December 1, 2008
Journal Article

Electrochemical Branched-DNA Assay for Polymerase Chain Reaction-Free Detection and Quantification of Oncogenes in Messenger RNA

Abstract

We describe a novel electrochemical branched-DNA (bDNA) assay for polymerase chain reaction (PCR)-free detection and quantification of p185 BCR-ABL leukemia fusion transcript in the population of messenger RNA (mRNA) extracted from cell lines. The bDNA amplifier carrying high loading of alkaline phosphatase (ALP) tracers was used to amplify targets signal. The targets were captured on microplate well surfaces through cooperative sandwich hybridization prior to the labeling of bDNA. The activity of captured ALP was monitored by square-wave voltammetric (SWV) analysis of the electroactive enzymatic product in the presence of 1-napthyl-phosphate. The specificity and sensitivity of assay enabled direct detection of target transcript in as little as 4.6 ng mRNA without PCR amplification.

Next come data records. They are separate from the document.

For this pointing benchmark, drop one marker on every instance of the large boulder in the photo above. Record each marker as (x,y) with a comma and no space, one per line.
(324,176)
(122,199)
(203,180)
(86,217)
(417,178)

In combination with the use of a well-quantified standard, the electrochemical bDNA assay was capable of direct use for a PCR-free quantitative analysis of target transcript in total mRNA population. The approach thus provides a simple, sensitive, accurate and quantitative tool alternate to the RQ-PCR for early disease diagnosis.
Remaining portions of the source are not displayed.